By appointing another Keynesian apologist to direct his economic policy, President Obama is confirming his intention to steamroll the efforts of his own deficit-reduction commission to spur economic activity. Last December, after eight months of deliberation, the National Commission on Fiscal Responsibility and Reform—established by President Obama—delivered a sterling plan to create a sustainable future for U.S. fiscal policy. The commission’s commonsense approach advocated lower marginal tax rates financed through the closure of arbitrary tax loopholes, regulatory reductions to drive innovation, entitlement restructuring to fix Social Security and Medicare, and spending cutbacks through the elimination of wasteful and redundant programs.

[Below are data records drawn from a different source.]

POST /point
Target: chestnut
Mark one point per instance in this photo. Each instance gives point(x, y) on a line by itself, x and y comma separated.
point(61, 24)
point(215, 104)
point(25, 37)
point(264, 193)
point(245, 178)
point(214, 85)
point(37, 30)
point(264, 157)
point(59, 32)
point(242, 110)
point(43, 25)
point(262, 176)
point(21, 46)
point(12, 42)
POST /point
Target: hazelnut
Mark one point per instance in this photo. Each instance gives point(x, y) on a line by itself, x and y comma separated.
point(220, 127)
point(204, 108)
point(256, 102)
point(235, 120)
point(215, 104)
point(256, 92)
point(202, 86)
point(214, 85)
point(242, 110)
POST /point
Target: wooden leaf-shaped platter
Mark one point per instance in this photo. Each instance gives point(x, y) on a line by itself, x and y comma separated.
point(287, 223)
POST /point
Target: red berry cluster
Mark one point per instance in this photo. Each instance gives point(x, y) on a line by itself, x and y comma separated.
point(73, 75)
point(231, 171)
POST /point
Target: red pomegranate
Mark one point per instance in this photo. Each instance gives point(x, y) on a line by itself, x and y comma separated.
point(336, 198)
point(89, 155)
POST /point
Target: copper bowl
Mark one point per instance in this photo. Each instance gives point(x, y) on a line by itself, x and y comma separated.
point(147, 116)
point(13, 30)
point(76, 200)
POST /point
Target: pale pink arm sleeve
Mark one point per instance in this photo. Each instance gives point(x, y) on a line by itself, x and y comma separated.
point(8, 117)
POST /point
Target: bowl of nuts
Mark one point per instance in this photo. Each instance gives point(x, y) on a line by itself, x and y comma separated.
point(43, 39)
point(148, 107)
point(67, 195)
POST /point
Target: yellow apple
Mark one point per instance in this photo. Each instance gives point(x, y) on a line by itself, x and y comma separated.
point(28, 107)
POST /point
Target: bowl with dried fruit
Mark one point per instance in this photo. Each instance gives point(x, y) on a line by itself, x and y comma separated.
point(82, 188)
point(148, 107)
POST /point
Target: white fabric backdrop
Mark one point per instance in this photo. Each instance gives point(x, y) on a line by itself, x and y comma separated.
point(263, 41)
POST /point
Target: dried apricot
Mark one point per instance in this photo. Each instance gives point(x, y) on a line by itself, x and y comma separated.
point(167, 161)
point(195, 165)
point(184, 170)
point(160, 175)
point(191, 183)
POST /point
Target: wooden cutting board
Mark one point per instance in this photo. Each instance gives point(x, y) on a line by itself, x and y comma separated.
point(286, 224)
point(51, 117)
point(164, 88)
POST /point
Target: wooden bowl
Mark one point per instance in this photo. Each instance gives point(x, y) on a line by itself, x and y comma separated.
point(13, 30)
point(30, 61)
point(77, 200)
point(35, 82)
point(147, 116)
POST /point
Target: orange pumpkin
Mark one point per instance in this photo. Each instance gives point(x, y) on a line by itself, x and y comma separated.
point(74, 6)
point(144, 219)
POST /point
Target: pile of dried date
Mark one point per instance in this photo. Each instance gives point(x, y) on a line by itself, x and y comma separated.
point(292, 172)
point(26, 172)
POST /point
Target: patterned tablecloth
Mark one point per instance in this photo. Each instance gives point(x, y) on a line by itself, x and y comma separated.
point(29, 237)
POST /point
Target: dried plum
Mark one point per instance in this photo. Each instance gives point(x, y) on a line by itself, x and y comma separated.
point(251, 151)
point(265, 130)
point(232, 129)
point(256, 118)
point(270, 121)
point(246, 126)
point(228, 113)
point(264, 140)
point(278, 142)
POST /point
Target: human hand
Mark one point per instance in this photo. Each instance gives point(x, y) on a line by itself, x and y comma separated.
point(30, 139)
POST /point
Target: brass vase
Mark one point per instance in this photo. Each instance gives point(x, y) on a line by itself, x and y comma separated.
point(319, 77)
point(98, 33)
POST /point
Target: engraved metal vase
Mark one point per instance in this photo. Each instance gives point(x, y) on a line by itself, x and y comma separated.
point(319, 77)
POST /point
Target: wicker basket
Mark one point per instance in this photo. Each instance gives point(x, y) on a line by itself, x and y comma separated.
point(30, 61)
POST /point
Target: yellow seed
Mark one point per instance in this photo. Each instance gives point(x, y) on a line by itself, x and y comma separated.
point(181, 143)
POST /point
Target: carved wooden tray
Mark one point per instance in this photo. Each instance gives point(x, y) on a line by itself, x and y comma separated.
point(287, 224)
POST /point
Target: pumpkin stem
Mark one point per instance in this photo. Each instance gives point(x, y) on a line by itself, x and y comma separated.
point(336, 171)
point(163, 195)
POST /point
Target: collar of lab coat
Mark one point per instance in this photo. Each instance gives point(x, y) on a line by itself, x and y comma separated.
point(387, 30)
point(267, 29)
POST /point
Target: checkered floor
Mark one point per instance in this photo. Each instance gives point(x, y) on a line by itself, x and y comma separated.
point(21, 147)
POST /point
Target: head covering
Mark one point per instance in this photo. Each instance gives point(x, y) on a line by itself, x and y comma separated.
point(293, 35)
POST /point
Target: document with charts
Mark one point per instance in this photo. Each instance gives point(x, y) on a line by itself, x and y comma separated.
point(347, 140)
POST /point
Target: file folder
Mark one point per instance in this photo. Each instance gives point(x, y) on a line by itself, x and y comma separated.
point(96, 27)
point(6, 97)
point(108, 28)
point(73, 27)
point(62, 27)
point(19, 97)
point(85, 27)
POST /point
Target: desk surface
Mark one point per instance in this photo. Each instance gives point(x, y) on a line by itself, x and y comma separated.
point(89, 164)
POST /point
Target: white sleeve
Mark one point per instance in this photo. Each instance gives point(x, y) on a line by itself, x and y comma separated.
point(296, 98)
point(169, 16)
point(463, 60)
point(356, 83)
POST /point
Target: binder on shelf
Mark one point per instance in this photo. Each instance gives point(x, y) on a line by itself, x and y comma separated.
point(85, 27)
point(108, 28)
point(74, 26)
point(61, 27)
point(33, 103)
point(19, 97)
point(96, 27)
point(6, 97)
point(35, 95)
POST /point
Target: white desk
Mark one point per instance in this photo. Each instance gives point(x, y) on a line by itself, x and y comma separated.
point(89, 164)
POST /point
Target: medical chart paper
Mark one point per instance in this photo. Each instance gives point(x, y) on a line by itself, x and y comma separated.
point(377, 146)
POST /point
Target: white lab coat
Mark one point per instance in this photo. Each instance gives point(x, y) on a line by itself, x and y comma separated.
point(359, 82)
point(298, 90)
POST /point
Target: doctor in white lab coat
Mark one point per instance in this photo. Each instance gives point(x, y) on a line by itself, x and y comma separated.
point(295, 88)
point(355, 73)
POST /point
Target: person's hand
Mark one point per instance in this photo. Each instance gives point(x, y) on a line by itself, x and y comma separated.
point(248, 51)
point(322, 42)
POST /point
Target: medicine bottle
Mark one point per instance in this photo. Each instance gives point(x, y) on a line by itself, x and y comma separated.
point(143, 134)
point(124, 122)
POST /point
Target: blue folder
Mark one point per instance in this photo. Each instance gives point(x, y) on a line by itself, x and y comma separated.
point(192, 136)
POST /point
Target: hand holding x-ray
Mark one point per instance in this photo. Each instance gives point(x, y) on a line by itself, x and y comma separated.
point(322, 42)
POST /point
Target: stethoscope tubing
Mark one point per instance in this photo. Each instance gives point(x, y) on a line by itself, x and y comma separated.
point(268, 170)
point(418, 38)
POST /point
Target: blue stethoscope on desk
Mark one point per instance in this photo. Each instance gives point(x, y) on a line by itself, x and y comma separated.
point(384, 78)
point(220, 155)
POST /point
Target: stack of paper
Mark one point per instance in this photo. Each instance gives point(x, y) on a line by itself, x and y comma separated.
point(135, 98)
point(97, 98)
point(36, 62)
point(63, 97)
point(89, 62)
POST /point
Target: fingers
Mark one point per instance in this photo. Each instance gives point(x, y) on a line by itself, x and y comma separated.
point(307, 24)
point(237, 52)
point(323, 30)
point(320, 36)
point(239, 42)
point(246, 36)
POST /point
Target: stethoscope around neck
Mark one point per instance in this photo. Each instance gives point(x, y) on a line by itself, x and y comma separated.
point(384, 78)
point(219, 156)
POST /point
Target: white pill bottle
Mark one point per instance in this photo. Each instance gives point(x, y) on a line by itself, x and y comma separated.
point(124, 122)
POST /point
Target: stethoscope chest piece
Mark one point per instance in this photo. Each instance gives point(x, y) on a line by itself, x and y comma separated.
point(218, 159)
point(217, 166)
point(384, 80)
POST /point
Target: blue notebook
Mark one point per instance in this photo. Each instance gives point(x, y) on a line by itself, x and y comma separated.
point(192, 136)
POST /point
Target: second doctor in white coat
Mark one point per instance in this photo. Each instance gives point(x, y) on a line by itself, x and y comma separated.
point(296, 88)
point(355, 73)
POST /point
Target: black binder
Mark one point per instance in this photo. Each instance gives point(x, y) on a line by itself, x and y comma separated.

Most importantly, its recommendations would roll-back federal spending to about 19 percent of GDP, roughly consistent with historicalpost-war levels.
Both parties have given lip service to the commission’s recommendations, but the White House has thus far ignored the recommendations carte blanche, choosing instead to endorse the failed policies of its first two years in office. The ghost of Keynes is looming large in a White House that stubbornly refuses to listen to American innovators and entrepreneurs, who have consistently complained of the hostile economic environment born from Washington’s failed stimulus and regulatory policies.
Perhaps Krueger will buck the trend of his career by offering truly refreshing, commonsense solutions to President Obama. He is a good statistician, and the numbers do not lie. The economy has been crushed under a burden of unfair taxation, ballooning deficits, and exploding regulation. Unemployment remains persistently high despite the deluge of policies explicitly targeted at job creation. Maybe Krueger will look at the numbers and ignite a renaissance in free markets within the White House.
Given Krueger’s historical record, the Obama administration is not banking on it. He will be expected to put lipstick on a pig as he dresses up the numbers to make President Obama’s Keynesian agenda look healthy for an anemic economy. But maybe—just maybe—Krueger’s love of numbers will enable reality to trump ideology.